Serena McKay was 19 and poised to graduate in Sagkeeng First Nation when she was killed in April.
Two girls, 16 and 17, were charged with second-degree murder in connection with her death. Both also attended the school and lived in the community, about 100 kilometres northeast of Winnipeg.
- Girls arrested in homicide of Serena McKay, 19, in Sagkeeng First Nation
- Attackers threaten to kill victim in video linked to Serena McKay homicide
Principal Claude Guimond of Sagkeeng Anicinabe High School said the students wanted to honour her memory.
At their suggestion, the school left a seat empty in the centre of the stage and draped it in a red graduation gown, Guimond said, adding red dresses are used to represent missing and murdered Indigenous women.
On top of the gown was a graduation cap and a sign with McKay's name written on it.
"It was driven by the students and of course we the staff are going to back up our students," he said.

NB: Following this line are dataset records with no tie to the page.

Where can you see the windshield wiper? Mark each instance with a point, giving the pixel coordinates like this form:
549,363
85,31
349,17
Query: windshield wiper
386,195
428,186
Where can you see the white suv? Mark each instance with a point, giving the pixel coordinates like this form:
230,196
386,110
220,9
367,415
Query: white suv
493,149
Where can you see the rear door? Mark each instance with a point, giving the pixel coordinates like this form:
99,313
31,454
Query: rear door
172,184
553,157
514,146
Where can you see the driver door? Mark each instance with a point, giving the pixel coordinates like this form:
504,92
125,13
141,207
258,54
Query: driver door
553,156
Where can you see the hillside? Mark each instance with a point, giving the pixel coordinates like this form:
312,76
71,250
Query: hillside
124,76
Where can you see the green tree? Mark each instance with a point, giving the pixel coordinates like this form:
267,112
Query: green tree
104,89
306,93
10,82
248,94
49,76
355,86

The school also awarded McKay a posthumous diploma. It was the first one handed out Friday, presented to her mother on her behalf. Her mother was also given the graduation clothing, and a graduation ring donated by the company that provided them to other students.

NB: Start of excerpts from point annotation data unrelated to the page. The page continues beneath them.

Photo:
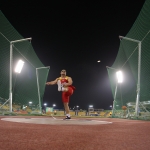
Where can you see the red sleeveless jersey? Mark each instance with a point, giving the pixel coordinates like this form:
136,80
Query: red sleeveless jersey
65,80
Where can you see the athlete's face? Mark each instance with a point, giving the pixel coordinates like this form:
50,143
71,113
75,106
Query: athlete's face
63,72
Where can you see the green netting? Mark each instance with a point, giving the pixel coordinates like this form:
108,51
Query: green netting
24,85
127,62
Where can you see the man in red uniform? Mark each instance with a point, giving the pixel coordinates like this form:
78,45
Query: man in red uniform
65,85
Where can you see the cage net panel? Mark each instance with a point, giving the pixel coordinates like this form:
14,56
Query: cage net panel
24,85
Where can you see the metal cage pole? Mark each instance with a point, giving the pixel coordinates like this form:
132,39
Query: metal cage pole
10,78
10,74
139,72
114,99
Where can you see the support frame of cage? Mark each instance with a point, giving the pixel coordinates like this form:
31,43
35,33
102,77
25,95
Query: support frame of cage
139,72
11,65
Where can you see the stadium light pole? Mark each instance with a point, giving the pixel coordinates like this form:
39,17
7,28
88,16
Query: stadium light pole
11,65
139,72
119,80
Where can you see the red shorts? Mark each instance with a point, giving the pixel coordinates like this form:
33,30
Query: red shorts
66,95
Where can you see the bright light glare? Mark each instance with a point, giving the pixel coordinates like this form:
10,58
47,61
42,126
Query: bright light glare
119,76
19,66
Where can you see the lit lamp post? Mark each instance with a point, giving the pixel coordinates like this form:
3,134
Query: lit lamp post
45,106
119,80
30,103
54,106
18,70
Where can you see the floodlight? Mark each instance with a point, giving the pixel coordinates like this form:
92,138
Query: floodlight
119,76
19,66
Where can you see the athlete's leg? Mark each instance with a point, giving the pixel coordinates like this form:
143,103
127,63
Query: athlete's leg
65,98
66,109
59,85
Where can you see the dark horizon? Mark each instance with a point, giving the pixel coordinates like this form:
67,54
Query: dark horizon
74,36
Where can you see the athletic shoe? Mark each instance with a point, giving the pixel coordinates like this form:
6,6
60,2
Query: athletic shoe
67,118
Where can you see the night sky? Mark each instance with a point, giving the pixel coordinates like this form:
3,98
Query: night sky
73,35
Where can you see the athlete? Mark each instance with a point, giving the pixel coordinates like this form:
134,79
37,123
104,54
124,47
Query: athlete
65,85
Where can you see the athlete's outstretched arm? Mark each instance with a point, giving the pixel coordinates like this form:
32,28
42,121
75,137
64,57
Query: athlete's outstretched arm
52,82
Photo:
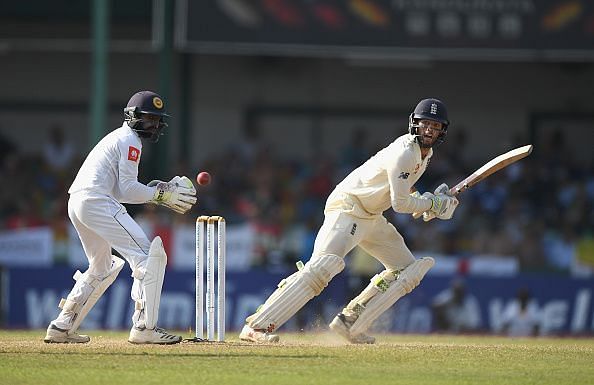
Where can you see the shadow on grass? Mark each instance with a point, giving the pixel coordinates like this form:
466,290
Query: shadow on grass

"Well, she was one of us. She came to school, our school," Guimond said. "Like I say, every kid in that school is like my kid, and I'm sure all the staff felt the same way, too. We lost one of our kids."

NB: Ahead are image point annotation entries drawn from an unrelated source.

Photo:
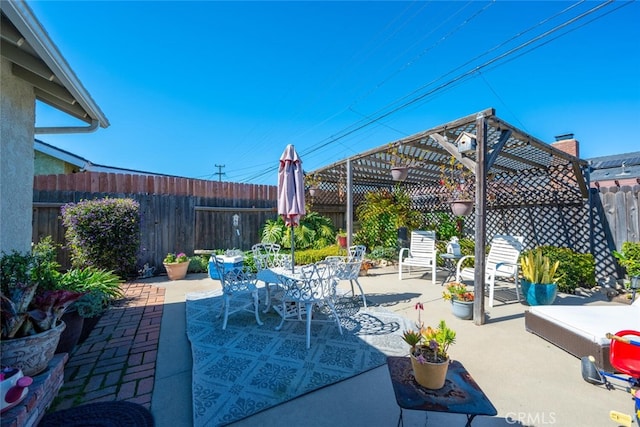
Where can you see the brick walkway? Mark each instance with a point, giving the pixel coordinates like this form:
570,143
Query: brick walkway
118,360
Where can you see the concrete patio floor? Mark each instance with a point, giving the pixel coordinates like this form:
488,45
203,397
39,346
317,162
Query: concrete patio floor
530,381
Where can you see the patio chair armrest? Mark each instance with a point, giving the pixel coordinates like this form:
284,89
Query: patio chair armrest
461,260
402,251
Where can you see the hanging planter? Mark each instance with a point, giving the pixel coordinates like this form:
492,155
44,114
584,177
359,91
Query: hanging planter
462,207
399,173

Guimond added the school created a $1,000 award in McKay's name to be presented every year to students based on participation in the arts and humanities, which Guimond said McKay loved.
Guimond said McKay's death left a mark on students and residents in Sagkeeng.
"It's a close-knit community and like I said, we're like a big family here. You know, with the tragic event that took her life and stuff … it really hit everybody in the community, you know, and it resonated right across the country," he said.